Брендан, как и обещал, полностью отстранился от приготовления еды, лишь выполняя время от времени мои поручения. После ужина у второго камина, находившегося на кухне, он сказал, уютно устроившись в кресле:
— Пока можно позволить себе такое удовольствие. Через несколько недель не будет денег ни на рейнское вино, ни на вишни из долины Роны.
— Почему? — спросила я сонно.
— Я начинаю новое дело — стеклодельный завод, вместе с одним англичанином, с которым я познакомился в Швеции. Его зовут Тим Хендерсон. Это настоящий художник стекла, почти как я. — Он улыбнулся при этих словах. — На этот раз Прегер тут ни при чем. Мы вложим в дело свои небольшие сбережения. Заводик будет работать в бывшем складском помещении его родителей, в Бристоле. Есть на примете только двое мастеров. У нас не будет поточного производства, и мы никогда не станем богачами, а несколько первых месяцев, возможно, будем чертовски бедны.
— А жить будете там же, на чердаке? — поддразнила я его.
— Вам бы надо кое-что знать о стеклоделии, а? — парировал он. — Никто не станет жить на чердаке стеклозавода, если не хочет зажариться. Зимой там, конечно, тепло, но очень опасно.
— Зачем мне изучать стеклоделие? До сих пор я обходилась без этого.

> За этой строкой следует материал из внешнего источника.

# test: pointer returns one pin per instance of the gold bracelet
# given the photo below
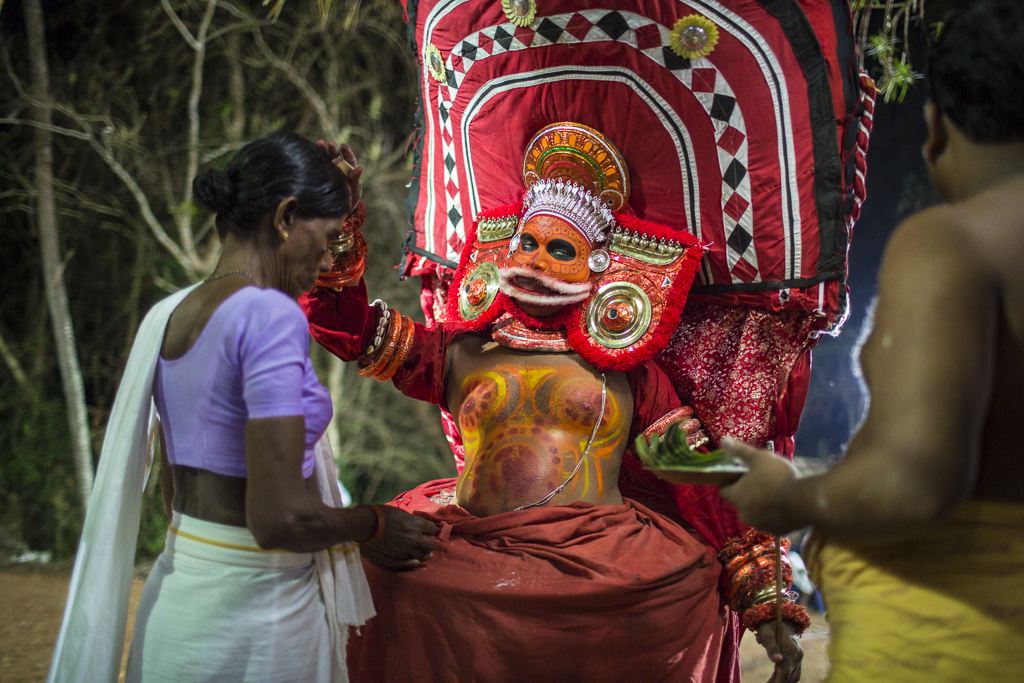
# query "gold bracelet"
(386, 350)
(401, 350)
(764, 595)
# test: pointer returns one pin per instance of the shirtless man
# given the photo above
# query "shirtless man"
(921, 526)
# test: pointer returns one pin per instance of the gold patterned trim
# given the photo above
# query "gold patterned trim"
(495, 229)
(221, 544)
(251, 549)
(642, 248)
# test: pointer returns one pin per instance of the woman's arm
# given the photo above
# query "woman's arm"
(284, 511)
(166, 475)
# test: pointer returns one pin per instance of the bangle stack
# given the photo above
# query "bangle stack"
(379, 531)
(750, 586)
(390, 345)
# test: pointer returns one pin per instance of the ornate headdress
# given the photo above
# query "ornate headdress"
(574, 173)
(572, 204)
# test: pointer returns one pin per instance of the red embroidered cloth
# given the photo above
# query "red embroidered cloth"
(570, 593)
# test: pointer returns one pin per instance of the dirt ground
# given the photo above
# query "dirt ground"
(32, 601)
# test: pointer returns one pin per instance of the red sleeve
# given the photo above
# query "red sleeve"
(342, 323)
(700, 507)
(422, 375)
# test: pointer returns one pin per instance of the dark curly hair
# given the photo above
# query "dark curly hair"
(976, 70)
(266, 171)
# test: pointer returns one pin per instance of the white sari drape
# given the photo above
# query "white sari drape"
(91, 640)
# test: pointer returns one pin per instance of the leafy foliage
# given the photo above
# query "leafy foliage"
(146, 94)
(890, 44)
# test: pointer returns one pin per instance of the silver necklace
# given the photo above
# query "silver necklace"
(583, 458)
(231, 272)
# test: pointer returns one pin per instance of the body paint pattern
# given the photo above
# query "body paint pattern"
(524, 430)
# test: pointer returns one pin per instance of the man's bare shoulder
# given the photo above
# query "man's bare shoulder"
(938, 241)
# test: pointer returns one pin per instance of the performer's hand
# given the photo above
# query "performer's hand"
(407, 543)
(343, 156)
(760, 495)
(787, 659)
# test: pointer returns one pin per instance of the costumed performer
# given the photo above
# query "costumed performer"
(919, 531)
(260, 578)
(559, 558)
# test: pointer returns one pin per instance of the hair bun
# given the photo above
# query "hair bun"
(215, 190)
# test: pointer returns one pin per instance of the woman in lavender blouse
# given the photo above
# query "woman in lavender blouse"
(241, 592)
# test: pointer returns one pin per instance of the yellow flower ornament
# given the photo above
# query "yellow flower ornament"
(435, 63)
(520, 12)
(693, 37)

— Действительно, зачем! И это говорите вы — потомок Томаса Шеридана. Старик бы перевернулся в гробу. Коннору следовало бы сводить вас на завод. Это и вам полезно, да и для старых мастеров многое значит — увидеть наследницу Шеридана, можно сказать, по прямой линии. Коннор объяснит вам всю технологию, а вы увидите несколько «кресел» за работой. «Кресло», к вашему сведению, в этом случае означает бригаду рабочих, которыми руководит мастер-стеклодув, именуемый «папашей». Вы столько там узнаете, что у вас голова закружится…
— Она и сейчас кружится.
— Коннор хороший знаток своего дела, — продолжал Брендан, не обращая внимания на мои слова. — Ему бы только найти немного денег! Он понимает все головой, а не воображением, и не чувствует дела руками.

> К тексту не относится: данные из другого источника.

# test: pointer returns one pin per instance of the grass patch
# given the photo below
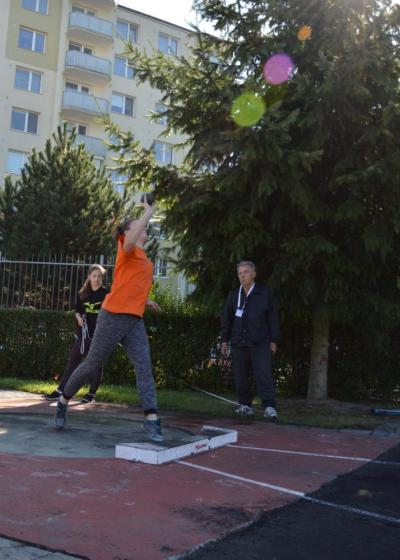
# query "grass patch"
(326, 414)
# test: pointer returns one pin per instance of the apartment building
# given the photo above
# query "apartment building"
(61, 62)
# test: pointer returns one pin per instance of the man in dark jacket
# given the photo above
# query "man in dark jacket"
(250, 323)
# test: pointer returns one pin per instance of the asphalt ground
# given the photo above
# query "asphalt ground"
(280, 492)
(310, 531)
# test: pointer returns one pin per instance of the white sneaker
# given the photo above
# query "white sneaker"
(271, 413)
(245, 410)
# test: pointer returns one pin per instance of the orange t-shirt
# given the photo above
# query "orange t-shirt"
(133, 276)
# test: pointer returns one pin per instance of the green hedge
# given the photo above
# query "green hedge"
(183, 341)
(35, 344)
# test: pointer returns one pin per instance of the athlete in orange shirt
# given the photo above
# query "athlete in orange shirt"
(121, 320)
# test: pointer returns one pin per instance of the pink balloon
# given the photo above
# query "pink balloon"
(278, 69)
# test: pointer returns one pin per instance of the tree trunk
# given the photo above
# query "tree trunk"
(318, 377)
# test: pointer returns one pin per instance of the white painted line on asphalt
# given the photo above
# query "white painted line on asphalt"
(323, 455)
(243, 479)
(363, 512)
(358, 511)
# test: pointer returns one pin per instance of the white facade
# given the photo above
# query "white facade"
(61, 61)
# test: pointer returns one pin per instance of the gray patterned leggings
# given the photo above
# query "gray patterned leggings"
(130, 331)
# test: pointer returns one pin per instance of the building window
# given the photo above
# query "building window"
(126, 31)
(79, 48)
(167, 44)
(161, 268)
(156, 231)
(25, 121)
(80, 129)
(123, 68)
(162, 119)
(31, 40)
(81, 10)
(118, 180)
(28, 80)
(122, 104)
(16, 161)
(40, 6)
(163, 152)
(73, 86)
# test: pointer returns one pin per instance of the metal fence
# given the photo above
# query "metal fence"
(50, 282)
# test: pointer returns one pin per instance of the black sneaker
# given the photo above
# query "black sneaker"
(52, 396)
(152, 428)
(89, 398)
(60, 416)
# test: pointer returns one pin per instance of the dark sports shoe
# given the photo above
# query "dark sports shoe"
(271, 413)
(52, 396)
(245, 410)
(88, 399)
(152, 428)
(60, 417)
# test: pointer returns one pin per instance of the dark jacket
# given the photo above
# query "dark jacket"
(89, 308)
(259, 323)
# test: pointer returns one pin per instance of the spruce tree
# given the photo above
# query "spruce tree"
(61, 204)
(311, 191)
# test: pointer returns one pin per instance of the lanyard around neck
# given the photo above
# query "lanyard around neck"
(247, 295)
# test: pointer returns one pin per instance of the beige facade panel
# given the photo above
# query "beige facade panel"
(23, 21)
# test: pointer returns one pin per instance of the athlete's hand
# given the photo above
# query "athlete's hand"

— Воображением? — спросила я, пытаясь понять, опьянела я или просто устала.
Его приятный, спокойный голос гипнотизировал меня. Комната теперь была освещена только камином.

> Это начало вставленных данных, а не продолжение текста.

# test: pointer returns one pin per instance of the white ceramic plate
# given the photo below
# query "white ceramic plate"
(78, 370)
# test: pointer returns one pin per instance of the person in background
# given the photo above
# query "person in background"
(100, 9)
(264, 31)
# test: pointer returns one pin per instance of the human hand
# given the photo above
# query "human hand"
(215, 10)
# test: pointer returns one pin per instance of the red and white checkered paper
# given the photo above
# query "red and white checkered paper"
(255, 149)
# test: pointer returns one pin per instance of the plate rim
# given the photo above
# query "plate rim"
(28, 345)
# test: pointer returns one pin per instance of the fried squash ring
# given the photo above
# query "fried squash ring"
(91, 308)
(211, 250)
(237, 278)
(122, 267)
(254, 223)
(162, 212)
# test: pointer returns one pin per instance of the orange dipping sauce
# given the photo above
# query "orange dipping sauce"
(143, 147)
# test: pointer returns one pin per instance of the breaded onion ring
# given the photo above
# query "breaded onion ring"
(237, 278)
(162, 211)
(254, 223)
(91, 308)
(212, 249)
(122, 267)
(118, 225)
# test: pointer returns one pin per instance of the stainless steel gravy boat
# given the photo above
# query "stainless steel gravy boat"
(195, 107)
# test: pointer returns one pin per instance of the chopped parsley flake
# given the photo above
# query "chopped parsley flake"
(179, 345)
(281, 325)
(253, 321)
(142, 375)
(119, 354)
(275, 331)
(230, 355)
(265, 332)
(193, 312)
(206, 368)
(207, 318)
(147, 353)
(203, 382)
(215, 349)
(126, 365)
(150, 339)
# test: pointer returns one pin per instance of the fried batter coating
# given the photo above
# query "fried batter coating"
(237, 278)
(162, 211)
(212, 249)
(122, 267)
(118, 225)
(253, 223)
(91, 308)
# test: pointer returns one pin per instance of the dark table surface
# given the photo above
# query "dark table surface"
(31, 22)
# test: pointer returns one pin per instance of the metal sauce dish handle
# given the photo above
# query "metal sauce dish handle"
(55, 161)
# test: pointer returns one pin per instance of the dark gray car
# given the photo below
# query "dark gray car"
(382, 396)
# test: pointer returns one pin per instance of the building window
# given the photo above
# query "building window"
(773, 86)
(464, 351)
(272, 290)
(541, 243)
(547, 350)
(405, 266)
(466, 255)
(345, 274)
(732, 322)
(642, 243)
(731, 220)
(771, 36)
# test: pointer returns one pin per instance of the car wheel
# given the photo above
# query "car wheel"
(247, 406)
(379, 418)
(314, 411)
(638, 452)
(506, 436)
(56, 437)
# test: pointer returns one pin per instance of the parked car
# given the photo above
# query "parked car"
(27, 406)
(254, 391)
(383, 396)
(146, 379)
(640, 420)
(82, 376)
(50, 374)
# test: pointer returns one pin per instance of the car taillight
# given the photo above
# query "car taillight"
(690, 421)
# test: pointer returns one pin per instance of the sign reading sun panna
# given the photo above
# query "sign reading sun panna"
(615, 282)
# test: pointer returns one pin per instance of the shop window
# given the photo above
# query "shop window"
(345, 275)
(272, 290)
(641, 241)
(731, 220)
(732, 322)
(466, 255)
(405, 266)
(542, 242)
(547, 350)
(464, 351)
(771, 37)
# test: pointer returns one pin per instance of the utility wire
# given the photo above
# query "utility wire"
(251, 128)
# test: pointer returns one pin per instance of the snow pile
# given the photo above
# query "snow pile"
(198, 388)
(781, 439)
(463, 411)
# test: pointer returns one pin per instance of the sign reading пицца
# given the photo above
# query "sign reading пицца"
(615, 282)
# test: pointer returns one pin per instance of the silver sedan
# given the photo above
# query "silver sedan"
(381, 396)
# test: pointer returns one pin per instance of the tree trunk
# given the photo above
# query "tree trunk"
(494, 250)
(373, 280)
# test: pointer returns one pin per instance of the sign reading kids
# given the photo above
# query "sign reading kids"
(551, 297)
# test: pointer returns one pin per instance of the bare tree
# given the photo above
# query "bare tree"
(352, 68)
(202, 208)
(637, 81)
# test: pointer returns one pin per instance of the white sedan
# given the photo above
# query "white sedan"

— Можете себе представить, — продолжал он, — римский писатель Плиний рассказывает, что люди какого-то купца стали лагерем на песчаном берегу реки, очень давно, еще за несколько тысяч лет до Рождества Христова. Они готовили себе еду в больших котлах. А наутро увидели, что жар от их котлов расплавил песок и соду, и образовалось стекло. Это интересная история. Но я думаю, они сильно переварили свой ужин, если их котлы так раскалились. Это уже искусственное стекло. Но есть и природное — черный обсидиан. Древние жители Мексики брились им и приносили жертвы своим богам с помощью сделанных из него ножей. Однако первое исторически известное стекло стали делать египтяне. У них были и песок, и сода, и топливо — дерево акация, и богатые люди, способные платить за дорогой товар. А теперь попытайтесь представить наш мир без стекла. Нигде нет стеклянных окон, не существует очков и линз. И гений не сможет творить из-за ослабевшего зрения. У Галилея никогда не было бы телескопа, а у Пастера — пробирок. Не было бы лампы Эдисона. Всего нашего нынешнего мира просто не существовало бы. Вот вам и стекло.